Though the financial sector has posted solid gains this year, it’s still trailing six other S&P 500 sectors. At these levels, some analysts and portfolio managers are making the case for getting into the banks and other financial stocks.
The performance of the popular financials exchange-traded fund, the XLF, relative to the S&P 500 recently broken above years-long resistance identified by Ari Wald, head of technical analysis at Oppenheimer. A rounded long-term base of support in the relative relationship boosts Wald’s bullish outlook on the sector.
“I think it argues for additional outperformance as that line starts to kick higher.
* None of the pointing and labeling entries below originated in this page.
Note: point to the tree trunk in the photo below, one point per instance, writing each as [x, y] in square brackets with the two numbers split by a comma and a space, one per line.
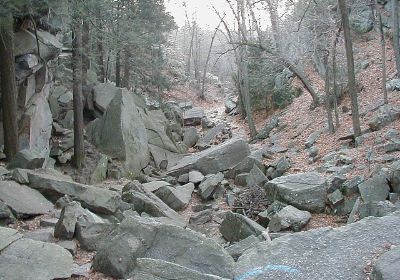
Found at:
[79, 148]
[383, 50]
[350, 68]
[100, 49]
[396, 47]
[118, 69]
[334, 70]
[85, 53]
[127, 70]
[244, 82]
[328, 100]
[8, 87]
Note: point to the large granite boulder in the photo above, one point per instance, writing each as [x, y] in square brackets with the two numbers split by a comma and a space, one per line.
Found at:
[306, 191]
[216, 159]
[24, 201]
[322, 254]
[385, 115]
[103, 94]
[22, 258]
[236, 227]
[387, 266]
[55, 186]
[121, 133]
[153, 269]
[139, 237]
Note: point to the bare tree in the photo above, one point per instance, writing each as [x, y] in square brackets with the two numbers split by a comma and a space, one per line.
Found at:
[79, 149]
[396, 47]
[350, 68]
[8, 86]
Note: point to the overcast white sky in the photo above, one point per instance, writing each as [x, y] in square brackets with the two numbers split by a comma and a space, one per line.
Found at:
[199, 9]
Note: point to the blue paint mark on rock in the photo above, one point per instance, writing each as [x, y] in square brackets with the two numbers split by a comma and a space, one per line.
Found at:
[261, 270]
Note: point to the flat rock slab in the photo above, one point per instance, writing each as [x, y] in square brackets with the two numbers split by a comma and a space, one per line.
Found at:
[24, 201]
[22, 258]
[321, 254]
[306, 191]
[216, 159]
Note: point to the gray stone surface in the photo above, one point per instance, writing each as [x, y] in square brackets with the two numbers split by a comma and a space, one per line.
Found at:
[103, 94]
[147, 202]
[237, 249]
[387, 266]
[236, 227]
[289, 217]
[208, 187]
[139, 237]
[321, 254]
[153, 269]
[55, 186]
[306, 191]
[121, 133]
[24, 201]
[215, 159]
[193, 116]
[22, 258]
[195, 177]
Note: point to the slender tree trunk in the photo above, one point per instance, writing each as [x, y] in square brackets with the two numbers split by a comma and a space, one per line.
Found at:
[383, 50]
[334, 74]
[79, 148]
[396, 47]
[350, 68]
[207, 61]
[100, 49]
[8, 86]
[328, 101]
[118, 69]
[86, 51]
[244, 82]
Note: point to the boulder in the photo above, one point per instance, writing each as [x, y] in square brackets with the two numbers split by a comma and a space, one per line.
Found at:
[320, 253]
[121, 133]
[139, 237]
[146, 202]
[54, 187]
[154, 269]
[375, 188]
[27, 159]
[210, 184]
[306, 191]
[177, 198]
[193, 117]
[289, 217]
[216, 159]
[201, 217]
[35, 125]
[23, 201]
[190, 136]
[377, 209]
[23, 258]
[237, 249]
[385, 115]
[236, 227]
[103, 94]
[387, 266]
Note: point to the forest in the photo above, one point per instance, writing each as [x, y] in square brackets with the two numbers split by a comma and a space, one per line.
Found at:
[200, 140]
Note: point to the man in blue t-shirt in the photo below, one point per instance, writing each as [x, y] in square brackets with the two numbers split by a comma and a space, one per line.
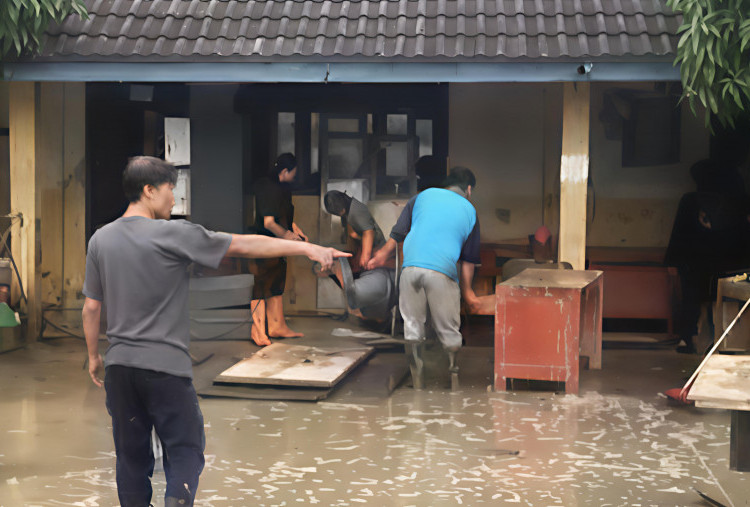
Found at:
[440, 232]
[137, 265]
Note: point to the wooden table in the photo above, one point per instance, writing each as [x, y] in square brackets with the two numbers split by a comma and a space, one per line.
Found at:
[730, 295]
[545, 319]
[724, 383]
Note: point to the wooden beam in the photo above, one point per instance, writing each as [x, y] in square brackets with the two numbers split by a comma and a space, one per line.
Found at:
[574, 172]
[24, 199]
[74, 194]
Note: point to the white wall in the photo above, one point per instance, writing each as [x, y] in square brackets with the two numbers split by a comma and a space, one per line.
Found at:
[635, 206]
[508, 133]
[495, 130]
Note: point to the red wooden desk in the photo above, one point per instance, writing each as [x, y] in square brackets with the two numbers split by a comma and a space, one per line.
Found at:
[543, 320]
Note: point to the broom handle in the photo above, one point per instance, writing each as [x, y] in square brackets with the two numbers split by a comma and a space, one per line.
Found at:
[716, 345]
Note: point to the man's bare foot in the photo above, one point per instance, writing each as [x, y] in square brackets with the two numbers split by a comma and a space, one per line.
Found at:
[285, 333]
[260, 339]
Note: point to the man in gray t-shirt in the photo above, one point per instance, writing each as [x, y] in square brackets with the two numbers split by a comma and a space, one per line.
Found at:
[355, 214]
[137, 265]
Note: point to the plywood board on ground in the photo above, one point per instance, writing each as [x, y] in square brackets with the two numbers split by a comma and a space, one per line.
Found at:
[724, 382]
[296, 365]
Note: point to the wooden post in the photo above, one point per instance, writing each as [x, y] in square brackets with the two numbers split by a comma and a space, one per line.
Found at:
[24, 199]
[574, 172]
[74, 194]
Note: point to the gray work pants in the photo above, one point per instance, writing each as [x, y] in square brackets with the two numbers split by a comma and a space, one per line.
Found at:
[420, 289]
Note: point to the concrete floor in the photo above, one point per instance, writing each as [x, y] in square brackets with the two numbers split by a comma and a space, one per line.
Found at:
[618, 442]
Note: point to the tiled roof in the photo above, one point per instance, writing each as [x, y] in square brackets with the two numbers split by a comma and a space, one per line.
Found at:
[363, 30]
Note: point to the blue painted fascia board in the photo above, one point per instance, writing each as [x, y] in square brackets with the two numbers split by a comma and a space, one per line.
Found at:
[464, 72]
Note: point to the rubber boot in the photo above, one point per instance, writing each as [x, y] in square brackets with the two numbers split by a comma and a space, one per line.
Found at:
[453, 369]
[415, 354]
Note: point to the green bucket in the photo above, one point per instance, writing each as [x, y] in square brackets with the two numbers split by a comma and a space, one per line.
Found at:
[7, 316]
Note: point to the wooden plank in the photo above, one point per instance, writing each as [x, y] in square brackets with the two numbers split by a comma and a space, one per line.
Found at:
[255, 392]
[49, 181]
[574, 169]
[295, 365]
[24, 198]
[723, 383]
[74, 194]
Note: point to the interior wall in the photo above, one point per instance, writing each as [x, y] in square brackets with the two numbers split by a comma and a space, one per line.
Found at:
[495, 130]
[4, 153]
[216, 158]
[508, 133]
[635, 206]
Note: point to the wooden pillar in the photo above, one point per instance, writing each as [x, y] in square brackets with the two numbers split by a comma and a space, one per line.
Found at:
[574, 172]
[24, 199]
[74, 194]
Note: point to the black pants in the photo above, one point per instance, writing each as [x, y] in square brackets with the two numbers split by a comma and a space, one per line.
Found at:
[138, 400]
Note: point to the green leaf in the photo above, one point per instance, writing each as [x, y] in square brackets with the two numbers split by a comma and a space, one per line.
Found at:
[36, 5]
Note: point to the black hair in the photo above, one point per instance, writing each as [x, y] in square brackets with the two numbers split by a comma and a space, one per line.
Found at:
[284, 161]
[430, 171]
[335, 201]
[460, 177]
[142, 171]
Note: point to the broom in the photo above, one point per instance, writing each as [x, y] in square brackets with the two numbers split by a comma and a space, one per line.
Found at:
[680, 395]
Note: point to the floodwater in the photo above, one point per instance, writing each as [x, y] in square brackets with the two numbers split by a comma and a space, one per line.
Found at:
[619, 442]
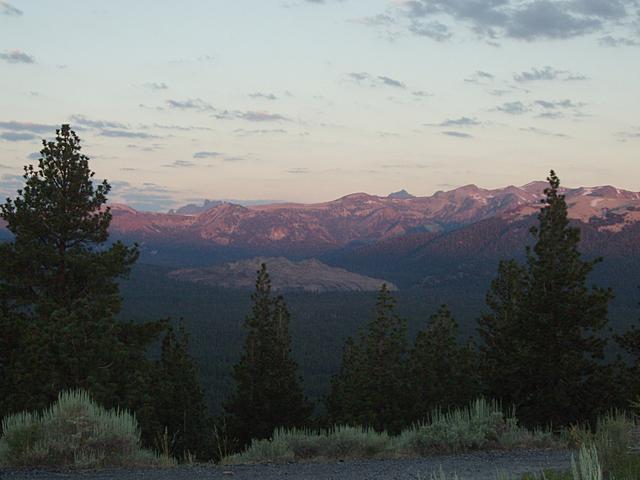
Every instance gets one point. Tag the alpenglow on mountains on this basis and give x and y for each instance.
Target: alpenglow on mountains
(311, 229)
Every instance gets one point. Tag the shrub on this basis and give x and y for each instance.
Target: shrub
(74, 432)
(481, 425)
(295, 445)
(588, 466)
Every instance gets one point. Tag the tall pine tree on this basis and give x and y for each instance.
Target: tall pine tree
(370, 387)
(542, 342)
(269, 391)
(442, 372)
(59, 290)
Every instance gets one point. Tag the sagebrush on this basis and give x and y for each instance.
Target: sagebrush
(74, 432)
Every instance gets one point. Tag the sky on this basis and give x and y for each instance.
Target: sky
(310, 100)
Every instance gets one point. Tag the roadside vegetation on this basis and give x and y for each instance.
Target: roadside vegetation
(75, 432)
(480, 426)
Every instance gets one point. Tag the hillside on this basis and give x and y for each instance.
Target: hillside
(307, 275)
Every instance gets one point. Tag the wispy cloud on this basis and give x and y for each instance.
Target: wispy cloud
(558, 104)
(480, 77)
(630, 134)
(156, 85)
(181, 164)
(610, 41)
(547, 73)
(205, 154)
(190, 104)
(263, 96)
(494, 20)
(375, 80)
(456, 122)
(83, 121)
(146, 196)
(244, 132)
(513, 108)
(454, 133)
(391, 82)
(113, 133)
(18, 136)
(7, 9)
(16, 56)
(298, 171)
(545, 133)
(261, 116)
(28, 127)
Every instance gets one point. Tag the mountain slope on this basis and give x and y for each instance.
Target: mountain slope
(307, 230)
(307, 275)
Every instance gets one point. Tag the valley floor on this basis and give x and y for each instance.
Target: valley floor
(472, 466)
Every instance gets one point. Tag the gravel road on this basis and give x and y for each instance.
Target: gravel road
(472, 466)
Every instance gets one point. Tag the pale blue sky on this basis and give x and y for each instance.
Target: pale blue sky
(307, 100)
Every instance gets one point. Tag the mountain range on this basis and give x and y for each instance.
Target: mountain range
(402, 238)
(314, 229)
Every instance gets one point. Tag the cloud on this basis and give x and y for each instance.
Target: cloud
(513, 108)
(558, 104)
(545, 133)
(479, 77)
(527, 20)
(16, 56)
(630, 134)
(391, 82)
(28, 127)
(113, 133)
(546, 73)
(551, 115)
(298, 171)
(609, 41)
(375, 81)
(181, 127)
(7, 9)
(144, 197)
(453, 133)
(89, 123)
(434, 30)
(17, 136)
(243, 132)
(181, 164)
(190, 104)
(264, 96)
(156, 85)
(261, 116)
(206, 154)
(456, 122)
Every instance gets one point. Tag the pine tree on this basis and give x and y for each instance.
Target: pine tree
(442, 372)
(268, 392)
(178, 399)
(59, 289)
(541, 340)
(345, 396)
(369, 390)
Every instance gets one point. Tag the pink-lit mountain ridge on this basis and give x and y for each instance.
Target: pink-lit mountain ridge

It has also been a very broad-based move; it’s been the banks, it’s been the brokers, asset managers, security exchanges,” Wald said Monday on CNBC’s “Power Lunch.”
Wald added that the sector has rallied even in the face of falling interest rates, which is generally seen as a negative factor for financial institutions. In a note to clients on Saturday, Wald recommended buying the ETF, which on Monday was trading near 10-year highs, and several individual names like JPMorgan and Citigroup.
“This is very telling. It shows that the strong players have been reluctant to sell, the bad news is likely discounted … and we think this sector is poised to rally,” he said.
The broader sector has largely been “dead money for so long, and suddenly it’s waking up,” said Eddy Elfenbein, portfolio managers at AdvisorShares and editor of the Crossing Wall Street blog. Part of the sector’s so-called reawakening is due to its broadly positive stress test results released in June.
“I think that sent a strong message to investors. Also, recently, I think we are going to see some regulatory relief. There has been a lot of talk about this, and now we are actually seeing that go in the process,” he said.